Downstream Libraries

donfig.Config.ensure_file(source[, …]) Copy file to default location if it does not already exist
donfig.Config.update(new[, priority]) Update the internal configuration dictionary with new.
donfig.Config.update_defaults(new) Add a new set of defaults to the configuration

One way to structure the configuration of a series of downstream packages and one central package is to follow the model used by Dask. Dask downstream libraries often follow a standard convention to use the central Dask configuration. This section provides recommendations for integration of new downstream libraries to the mypkg example, using another fictional project, mypkg-foo, as an example.

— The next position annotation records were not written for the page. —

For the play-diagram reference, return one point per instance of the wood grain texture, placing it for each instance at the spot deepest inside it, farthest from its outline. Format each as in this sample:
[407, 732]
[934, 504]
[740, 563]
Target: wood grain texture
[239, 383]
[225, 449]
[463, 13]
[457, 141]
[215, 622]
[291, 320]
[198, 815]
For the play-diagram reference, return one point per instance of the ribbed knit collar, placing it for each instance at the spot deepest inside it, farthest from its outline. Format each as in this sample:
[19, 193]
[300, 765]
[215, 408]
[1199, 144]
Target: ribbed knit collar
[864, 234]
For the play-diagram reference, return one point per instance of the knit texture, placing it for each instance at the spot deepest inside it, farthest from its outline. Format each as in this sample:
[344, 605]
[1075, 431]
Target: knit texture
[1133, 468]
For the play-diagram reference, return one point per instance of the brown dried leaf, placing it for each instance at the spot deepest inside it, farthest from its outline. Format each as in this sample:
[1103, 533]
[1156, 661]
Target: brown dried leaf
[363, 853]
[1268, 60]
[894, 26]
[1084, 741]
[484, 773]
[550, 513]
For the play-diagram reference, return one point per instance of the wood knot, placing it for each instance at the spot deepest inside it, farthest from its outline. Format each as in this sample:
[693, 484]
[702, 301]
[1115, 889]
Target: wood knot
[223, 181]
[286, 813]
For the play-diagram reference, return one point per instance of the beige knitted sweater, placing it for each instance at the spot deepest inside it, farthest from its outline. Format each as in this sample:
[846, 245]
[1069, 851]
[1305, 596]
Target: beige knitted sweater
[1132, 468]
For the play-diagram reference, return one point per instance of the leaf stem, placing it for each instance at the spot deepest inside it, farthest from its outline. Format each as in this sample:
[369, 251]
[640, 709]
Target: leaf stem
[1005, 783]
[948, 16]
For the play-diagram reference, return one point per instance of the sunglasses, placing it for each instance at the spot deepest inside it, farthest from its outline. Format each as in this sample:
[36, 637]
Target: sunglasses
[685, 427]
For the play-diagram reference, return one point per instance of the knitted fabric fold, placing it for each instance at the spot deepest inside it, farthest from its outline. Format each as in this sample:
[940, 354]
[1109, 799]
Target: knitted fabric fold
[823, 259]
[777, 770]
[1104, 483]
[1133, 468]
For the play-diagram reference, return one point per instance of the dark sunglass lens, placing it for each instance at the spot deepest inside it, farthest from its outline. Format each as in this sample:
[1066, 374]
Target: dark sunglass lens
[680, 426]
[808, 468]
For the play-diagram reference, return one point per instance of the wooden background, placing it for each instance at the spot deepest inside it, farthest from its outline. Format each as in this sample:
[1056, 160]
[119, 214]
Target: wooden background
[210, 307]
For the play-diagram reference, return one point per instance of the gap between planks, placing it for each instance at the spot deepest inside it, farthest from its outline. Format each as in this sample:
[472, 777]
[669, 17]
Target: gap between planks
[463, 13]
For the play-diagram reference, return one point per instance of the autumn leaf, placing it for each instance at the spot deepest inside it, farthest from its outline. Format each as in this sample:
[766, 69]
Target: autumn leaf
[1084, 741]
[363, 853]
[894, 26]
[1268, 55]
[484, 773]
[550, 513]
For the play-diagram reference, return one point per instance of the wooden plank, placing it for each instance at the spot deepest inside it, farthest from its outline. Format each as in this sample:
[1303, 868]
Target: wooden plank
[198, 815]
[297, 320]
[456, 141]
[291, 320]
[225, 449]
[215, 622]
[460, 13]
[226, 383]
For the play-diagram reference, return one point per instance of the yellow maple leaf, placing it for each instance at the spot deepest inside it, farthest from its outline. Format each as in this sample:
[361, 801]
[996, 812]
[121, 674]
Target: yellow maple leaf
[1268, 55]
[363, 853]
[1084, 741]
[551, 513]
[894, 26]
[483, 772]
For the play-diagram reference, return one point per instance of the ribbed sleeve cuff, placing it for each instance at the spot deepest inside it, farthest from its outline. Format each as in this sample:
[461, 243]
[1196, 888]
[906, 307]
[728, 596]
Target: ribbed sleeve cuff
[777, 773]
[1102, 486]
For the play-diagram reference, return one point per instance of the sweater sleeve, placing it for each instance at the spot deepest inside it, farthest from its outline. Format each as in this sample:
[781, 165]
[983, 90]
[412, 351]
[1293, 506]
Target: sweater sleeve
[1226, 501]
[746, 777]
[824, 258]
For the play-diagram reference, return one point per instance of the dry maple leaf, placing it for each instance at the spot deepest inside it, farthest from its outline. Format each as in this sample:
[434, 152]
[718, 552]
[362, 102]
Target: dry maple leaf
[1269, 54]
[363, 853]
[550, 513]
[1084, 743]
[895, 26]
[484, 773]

Downstream projects can follow the following convention:

  1. Maintain default configuration in a YAML file within their source directory:

    setup.py
    mypkg_foo/__init__.py
    mypkg_foo/config.py
    mypkg_foo/core.py
    mypkg_foo/foo.yaml  # <---
    
  2. Place configuration in that file within a namespace for the project

    # mypkg_foo/foo.yaml
    
    foo:
      color: red
      admin:
        a: 1
        b: 2
    
  3. With the configuration for mypkg_foo in mypkg_foo/__init__.py (or anywhere) load the default mypkg config and update it into the global configuration:

    # mypkg_foo/config.py
    import os
    import yaml
    
    import mypkg.config
    
    fn = os.path.join(os.path.dirname(__file__), 'foo.yaml')
    
    with open(fn) as f:
        defaults = yaml.load(f)
    
    mypkg.config.update_defaults(defaults)
    
  4. Within that same module, copy the 'foo.yaml' file to the user’s configuration directory if it doesn’t already exist.

    We also comment the file to make it easier for us to change defaults in the future.

    # ... continued from above
    
    mypkg.config.ensure_file(source=fn, comment=True)
    

    The user can investigate ~/.config/mypkg/*.yaml to see all of the commented out configuration files to which they have access.

  5. Ensure that this file is run on import by including it in mypkg_foo/__init__.py if not already there.

  6. Within mypkg_foo code, use the mypkg.config.get function to access configuration values:

    # dask_foo/core.py
    
    def process(fn, color=None):
        if color is None:
            color = mypkg.config.get('foo.color')
        ...
    

Note

The config object is accessed as runtime instead of at import (in the function declaration) in case users customize the value later.

  1. You may also want to ensure that your yaml configuration files are included in your package. This can be accomplished by including the following line in your MANIFEST.in:

    recursive-include <PACKAGE_NAME> *.yaml
    

    and the following in your setup.py setup call

    from setuptools import setup
    
    setup(...,
          include_package_data=True,
          ...)
    

This process keeps configuration in a central place, but also keeps it safe within namespaces. It places config files in an easy to access location ,``~/.config/mypkg/*.yaml`` by default so that users can easily discover what they can change, but maintains the actual defaults within the source code, so that they more closely track changes in the library.

However, downstream libraries may choose alternative solutions, such as isolating their configuration within their library, rather than using the global mypkg.config system.